The many decent, single, professional men I know who have pined away for a wife for decades are not attracted to these used-up women and they shouldn't be. The "empathetic" sex ironically has a hard time understanding this point, so let's put the shoe on the other foot: How would the average single woman react if a strange man approached her on a Friday night wanting to dump his kids off at her house to be fed and babysat while he drove around cruising for women?

My guess is she wouldn't react too kindly. Yet is it really that much different when women spend the youth, beauty, slim waistlines, and virginity of their teens and twenties chasing after handsome jerks and then, after decades of getting burned, hit up "the nerds" for college tuition for two or three of another man's children? In other words, we had a great party, didn't invite you, but we'd like you to pick up the tab.

Yet I know so many attractive yet bitter, cynical women (fiercely angry over their string of Pygmalion failures) in their 30s with kids (male-hating Judith Regans all) who believe that since they're now willing to go out with the guys who wear glasses, these never-been-married men their age should be forming lines to date them. Of course these programmers, engineers, accountants, and even MDs – men who spent their 20s working hard in college and graduate school instead of partying and "shagging" surfers, lifeguards, and other sundry misfits with no futures – aren't stupid. Many of them have chosen to remain single and who can blame them. It sure beats dealing with O.J. ex-husbands and other men's snotty kids who view you as nothing more than a piggy bank.

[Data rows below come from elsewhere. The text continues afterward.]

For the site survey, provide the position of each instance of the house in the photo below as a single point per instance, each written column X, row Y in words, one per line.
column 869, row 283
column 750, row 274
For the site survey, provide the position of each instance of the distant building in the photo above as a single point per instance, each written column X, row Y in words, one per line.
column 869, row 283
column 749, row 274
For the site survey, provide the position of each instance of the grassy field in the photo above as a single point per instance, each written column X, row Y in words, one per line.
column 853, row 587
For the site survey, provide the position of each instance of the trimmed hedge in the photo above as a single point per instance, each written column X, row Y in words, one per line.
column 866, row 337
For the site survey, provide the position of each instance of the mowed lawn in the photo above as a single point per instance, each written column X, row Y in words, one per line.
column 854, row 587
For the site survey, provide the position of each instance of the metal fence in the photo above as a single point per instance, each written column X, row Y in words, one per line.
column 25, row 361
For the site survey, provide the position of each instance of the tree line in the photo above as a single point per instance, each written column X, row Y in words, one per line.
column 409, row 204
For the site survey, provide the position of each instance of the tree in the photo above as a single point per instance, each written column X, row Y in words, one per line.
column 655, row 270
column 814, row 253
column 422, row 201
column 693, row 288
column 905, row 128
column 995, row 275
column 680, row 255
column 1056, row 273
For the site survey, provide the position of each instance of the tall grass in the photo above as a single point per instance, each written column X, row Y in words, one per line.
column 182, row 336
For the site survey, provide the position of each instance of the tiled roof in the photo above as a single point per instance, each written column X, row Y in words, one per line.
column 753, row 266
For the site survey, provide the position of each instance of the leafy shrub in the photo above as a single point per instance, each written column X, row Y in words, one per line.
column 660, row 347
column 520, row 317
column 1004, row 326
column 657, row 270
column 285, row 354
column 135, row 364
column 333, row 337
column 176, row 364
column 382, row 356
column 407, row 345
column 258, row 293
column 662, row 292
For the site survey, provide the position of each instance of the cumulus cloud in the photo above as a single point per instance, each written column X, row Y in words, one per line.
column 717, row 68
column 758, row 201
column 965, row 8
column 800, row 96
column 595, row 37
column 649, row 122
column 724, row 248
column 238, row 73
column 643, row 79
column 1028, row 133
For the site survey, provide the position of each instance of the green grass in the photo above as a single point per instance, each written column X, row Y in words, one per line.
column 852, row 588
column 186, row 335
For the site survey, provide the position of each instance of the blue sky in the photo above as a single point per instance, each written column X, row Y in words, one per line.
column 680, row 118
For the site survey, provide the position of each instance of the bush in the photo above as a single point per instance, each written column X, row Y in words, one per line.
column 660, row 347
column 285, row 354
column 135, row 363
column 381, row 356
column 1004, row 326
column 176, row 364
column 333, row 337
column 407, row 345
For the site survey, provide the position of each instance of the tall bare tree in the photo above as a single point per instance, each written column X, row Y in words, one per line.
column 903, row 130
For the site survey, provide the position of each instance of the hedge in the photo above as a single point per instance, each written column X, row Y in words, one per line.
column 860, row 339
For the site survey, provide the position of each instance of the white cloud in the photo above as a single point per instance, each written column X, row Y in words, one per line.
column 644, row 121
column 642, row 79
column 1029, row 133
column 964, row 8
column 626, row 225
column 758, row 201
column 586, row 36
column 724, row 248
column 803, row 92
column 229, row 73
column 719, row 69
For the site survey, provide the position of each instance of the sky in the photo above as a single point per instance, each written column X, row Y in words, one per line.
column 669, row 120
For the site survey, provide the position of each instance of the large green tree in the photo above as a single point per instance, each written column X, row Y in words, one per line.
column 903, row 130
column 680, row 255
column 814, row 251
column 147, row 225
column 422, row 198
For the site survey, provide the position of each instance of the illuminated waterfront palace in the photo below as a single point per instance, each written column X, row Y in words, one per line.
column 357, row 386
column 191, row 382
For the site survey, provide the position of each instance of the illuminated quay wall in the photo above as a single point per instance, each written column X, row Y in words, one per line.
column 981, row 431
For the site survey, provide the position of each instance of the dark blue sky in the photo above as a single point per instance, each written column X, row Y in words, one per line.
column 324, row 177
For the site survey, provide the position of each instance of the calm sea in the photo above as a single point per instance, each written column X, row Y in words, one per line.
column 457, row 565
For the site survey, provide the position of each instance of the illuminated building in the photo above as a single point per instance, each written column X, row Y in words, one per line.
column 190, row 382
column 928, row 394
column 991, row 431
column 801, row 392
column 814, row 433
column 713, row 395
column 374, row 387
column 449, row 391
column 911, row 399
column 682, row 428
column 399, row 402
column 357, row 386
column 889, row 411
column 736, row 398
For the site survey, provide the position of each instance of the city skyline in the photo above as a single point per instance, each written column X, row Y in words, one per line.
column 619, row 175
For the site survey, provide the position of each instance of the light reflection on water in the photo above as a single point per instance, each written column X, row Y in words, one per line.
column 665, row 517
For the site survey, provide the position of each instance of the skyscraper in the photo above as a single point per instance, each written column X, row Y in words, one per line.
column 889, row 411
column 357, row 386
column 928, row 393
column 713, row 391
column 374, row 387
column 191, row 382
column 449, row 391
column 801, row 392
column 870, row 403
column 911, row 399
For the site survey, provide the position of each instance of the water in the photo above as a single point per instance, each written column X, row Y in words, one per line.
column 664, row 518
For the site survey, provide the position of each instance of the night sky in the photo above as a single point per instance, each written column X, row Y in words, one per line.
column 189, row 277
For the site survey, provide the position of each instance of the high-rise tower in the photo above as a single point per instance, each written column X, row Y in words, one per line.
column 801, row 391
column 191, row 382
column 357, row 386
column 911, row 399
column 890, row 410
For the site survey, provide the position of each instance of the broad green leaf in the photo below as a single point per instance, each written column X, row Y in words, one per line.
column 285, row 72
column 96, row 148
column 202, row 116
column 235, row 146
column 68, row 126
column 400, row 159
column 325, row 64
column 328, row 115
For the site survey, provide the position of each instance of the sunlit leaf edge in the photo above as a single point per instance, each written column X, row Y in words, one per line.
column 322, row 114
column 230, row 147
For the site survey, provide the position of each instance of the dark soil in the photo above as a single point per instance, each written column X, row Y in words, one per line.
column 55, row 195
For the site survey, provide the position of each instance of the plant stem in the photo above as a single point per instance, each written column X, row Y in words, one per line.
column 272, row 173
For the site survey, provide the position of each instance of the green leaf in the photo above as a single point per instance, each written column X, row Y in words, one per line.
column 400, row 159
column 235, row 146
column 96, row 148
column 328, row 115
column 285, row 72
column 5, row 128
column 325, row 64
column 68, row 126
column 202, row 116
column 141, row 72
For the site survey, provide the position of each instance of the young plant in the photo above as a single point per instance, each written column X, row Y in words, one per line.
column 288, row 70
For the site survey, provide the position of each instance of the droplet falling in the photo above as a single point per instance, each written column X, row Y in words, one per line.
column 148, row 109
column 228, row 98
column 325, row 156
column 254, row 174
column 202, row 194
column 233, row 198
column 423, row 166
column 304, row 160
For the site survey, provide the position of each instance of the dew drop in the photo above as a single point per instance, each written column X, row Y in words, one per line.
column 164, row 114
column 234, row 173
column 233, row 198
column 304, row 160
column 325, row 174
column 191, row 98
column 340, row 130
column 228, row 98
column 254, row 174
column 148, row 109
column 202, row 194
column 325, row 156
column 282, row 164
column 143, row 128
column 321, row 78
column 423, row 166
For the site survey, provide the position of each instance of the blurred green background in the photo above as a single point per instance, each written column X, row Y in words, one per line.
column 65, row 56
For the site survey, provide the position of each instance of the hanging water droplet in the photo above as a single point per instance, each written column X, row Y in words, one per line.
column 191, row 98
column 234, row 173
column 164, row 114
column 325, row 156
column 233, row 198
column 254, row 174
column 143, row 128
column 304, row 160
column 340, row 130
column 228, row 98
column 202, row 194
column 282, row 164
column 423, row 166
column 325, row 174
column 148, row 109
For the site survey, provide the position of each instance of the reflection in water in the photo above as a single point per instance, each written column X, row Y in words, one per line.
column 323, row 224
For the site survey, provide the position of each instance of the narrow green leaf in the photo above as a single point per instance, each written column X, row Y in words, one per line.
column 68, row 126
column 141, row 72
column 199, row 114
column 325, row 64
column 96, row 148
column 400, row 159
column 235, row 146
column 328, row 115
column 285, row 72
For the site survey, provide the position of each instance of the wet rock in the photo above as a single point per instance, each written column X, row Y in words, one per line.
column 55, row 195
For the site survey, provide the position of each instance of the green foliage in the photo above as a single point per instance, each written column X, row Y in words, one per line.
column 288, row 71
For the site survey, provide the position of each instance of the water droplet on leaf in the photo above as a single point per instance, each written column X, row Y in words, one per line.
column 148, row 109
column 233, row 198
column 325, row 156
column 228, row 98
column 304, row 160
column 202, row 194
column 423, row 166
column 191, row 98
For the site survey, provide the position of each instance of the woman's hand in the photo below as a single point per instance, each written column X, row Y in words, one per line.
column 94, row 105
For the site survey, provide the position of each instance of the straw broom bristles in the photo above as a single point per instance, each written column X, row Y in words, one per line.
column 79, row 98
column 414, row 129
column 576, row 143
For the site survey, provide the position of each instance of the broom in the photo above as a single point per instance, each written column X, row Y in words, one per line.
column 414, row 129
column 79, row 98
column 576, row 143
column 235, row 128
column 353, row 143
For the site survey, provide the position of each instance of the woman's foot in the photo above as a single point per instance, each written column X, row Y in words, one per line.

The lesbian feminists would love nothing more than for young, impressionable women to become convinced that the antidote to the abusive hunk is the "empathetic" dike. It is a lie from the pit of Hell. Stable, good men are out there. (My father, brothers, and their friends are excellent examples.) There are, however, two surefire ways of never meeting good men: one, imitate the Judith Regans and two, follow dating rules for lesbians.